- Born: Maud O'Farrell May 3, 1879 County Kildare, Ireland
- Died: February 22, 1937 (aged 57) New York City, U.S.
- Resting place: St. John's Cemetery, Brooklyn, New York
- Known for: Labor organizer
- Spouse: Lee Swartz
- Partner: Rose Schneiderman

= Maud O'Farrell Swartz =

Maud O'Farrell Swartz (1879–1937) was an Irish-American labor organizer who worked to improve the lives of women and children. She served as president of the Women's Trade Union League from 1922 to 1926. In 1931 she was appointed secretary of the New York State Department of Labor under Industrial Commissioner Frances Perkins. She was the first woman and the first trade unionist to hold that position.

== Early life and education ==
Maud O'Farrell was born in County Kildare, Ireland, on May 3, 1879. She was one of fourteen children of William J. Farrell, a flour miller, and Sara Matilda Grace. Her mother was related to William Russell Grace, who became New York City's first Irish Catholic mayor in 1880, and to the owners of the Grace shipping line. Maud O'Farrell was educated at home, and then at convent schools in Germany and France. Afterwards she worked for a time as a governess in Italy. While living in Europe she became fluent in Italian, German, and French.

== Career ==
She moved to the United States in 1901, settling in New York City. She worked briefly as a governess, quitting after receiving unwanted attention from her employer. The following year she began working as a proofreader for a foreign language printing company, and in 1903 she joined the Women's Trade Union League (WTUL).
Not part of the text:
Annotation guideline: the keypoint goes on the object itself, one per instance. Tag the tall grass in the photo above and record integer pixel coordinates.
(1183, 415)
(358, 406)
In 1912 she joined the Woman Suffrage Party. A fluent Italian speaker, she canvassed Italian neighborhoods promoting women's suffrage to the women there.

She joined International Typographical Union Local 6, known as "Big Six," in 1913. She served as secretary of the New York WTUL from 1917 to 1921. She was a WTUL delegate to the American Federation of Labor convention in 1919 and the First International Congress of Working Women (ICWW) the same year. At the ICWW, she and other delegates drew up resolutions demanding an age minimum for working children, a 44-hour work week, and regulations for dangerous jobs. In 1921 she traveled to Geneva, Switzerland, as a delegate to the Second International Congress of Working Women. There she was named vice president of the newly founded International Federation of Working Women. Over the next two years she helped organize a global network of working women's groups.

After a year-long hiatus in Europe, she returned to New York in 1922 and began working for the WTUL as an advisor for women seeking workers' compensation. She was elected president of the national WTUL that same year, and re-elected in 1924. She was the first working woman to serve as WTUL president. At the same time, she worked as an adviser to the league's Compensation Service, handling some 4,000 cases between 1922 and 1929. Serving as president while working full time became burdensome, and she resigned the presidency in 1926.

In December 1931, Franklin D. Roosevelt appointed her secretary of the New York State Department of Labor, a position she held until her death in 1937. The first woman and the first labor representative to hold that office, she served under Commissioners Frances Perkins and Elmer F. Andrews.

Swartz was known as a gifted speaker and a champion of better working conditions for women.

== Personal life ==
She married a printer named Lee Swartz in 1905. It was a brief, unhappy marriage, and the couple soon separated, declining to divorce for religious reasons. In 1912 she met Rose Schneiderman, with whom she had a close friendship until her death. In the 1920s, she and Schneiderman befriended Eleanor Roosevelt, who had joined the WTUL They often visited the Roosevelts and discussed labor problems.

She died of a heart attack on February 22, 1937, at the New York Hospital in Manhattan, and was buried in St. John's Cemetery in Brooklyn. Frances Perkins and Eleanor Roosevelt were among those who attended her funeral.